The list of artists who recorded songs by Marilyn and Alan Bergman is a veritable who’s who of American popular music, including Frank Sinatra, Tony Bennett, Rosemary Clooney and Ray Charles. In 2011, Barbra Streisand paid tribute to the Bergmans with the Grammy-nominated album What Matters Most.
Among the dozens of songs whose lyrics they penned together are “Nice and Easy,” “How Do You Keep the Music Playing,” “What Are You Doing the Rest of Your Life?”, and theme songs to hit TV shows Good Times, Alice and Maude.
Early in her career, Marilyn was one of the few women songwriters to achieve major success. In 1985, she became the first woman elected to the Board of Directors of the American Society of Authors and Publishers (ASCAP).
Marilyn Bergman described how she and her husband worked together in a 2007 interview with WHYY’s Fresh Air: “When we write, we sing as we write. Because lyrics, unlike poetry, are meant to be sung.

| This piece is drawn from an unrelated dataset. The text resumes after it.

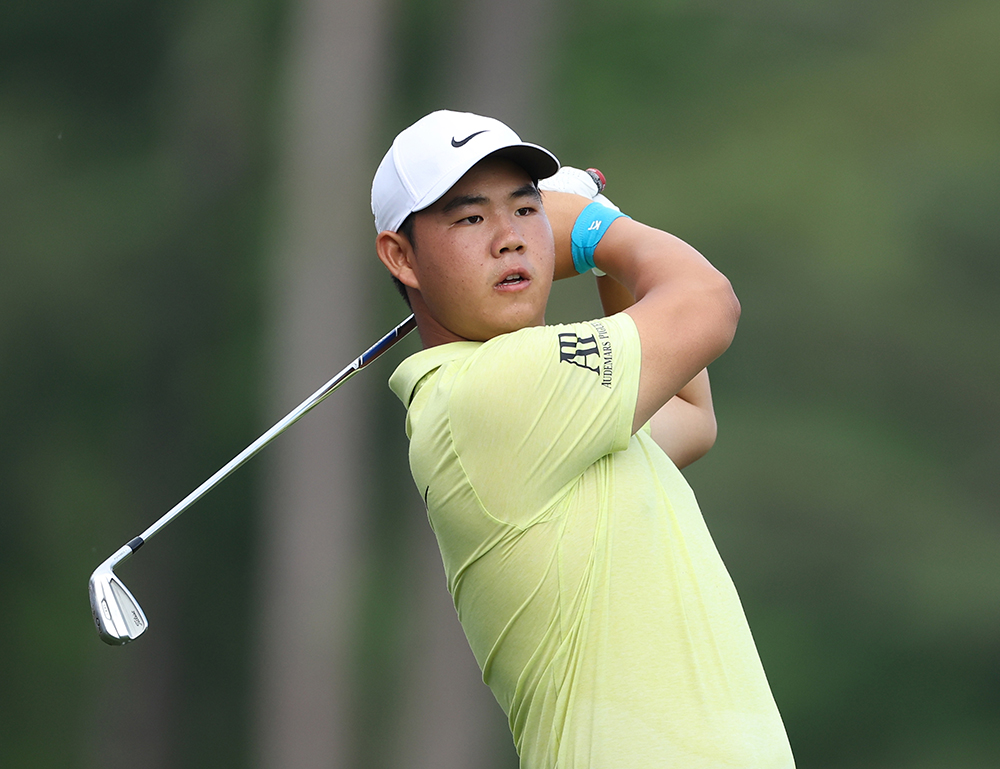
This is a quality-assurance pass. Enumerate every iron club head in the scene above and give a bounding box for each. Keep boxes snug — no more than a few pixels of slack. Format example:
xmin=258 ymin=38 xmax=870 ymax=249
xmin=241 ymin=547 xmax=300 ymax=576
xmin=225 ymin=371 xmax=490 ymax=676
xmin=90 ymin=538 xmax=148 ymax=646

So he’s always sung and most of the time it’s Alan, who would demonstrate the song for the artist or the producer, director, whoever was on the receiving end of the song.”
The couple collaborated with such composers as Marvin Hamlisch, Michel Legrand, Henry Mancini, Dave Grusin and Quincy Jones. Jones, with whom the Bergmans collaborated on songs for the 1967 movie In The Heat of The Night starring Sidney Poitier, paid tribute to the legendary lyricist in tweets.
“My dear, dear, beautiful Marilyn Bergman, to lose you this morning, so close to our brother Sidney, is just crushing me. You, along with your beloved Alan, were the epitome of Nadia Boulanger’s belief that ‘an artist can never be more or less than they are as a human being,” Jones wrote. He continued: “The secret weapon to your songwriting…the unconditional love in your heart for your family, friends, and community. Your lyrics an extension of your being.”
In addition to her husband, Alan, Marilyn is survived by their daughter and son-in-law Julie Bergman and iLan Azoulai, and her granddaughter, Emily Sender.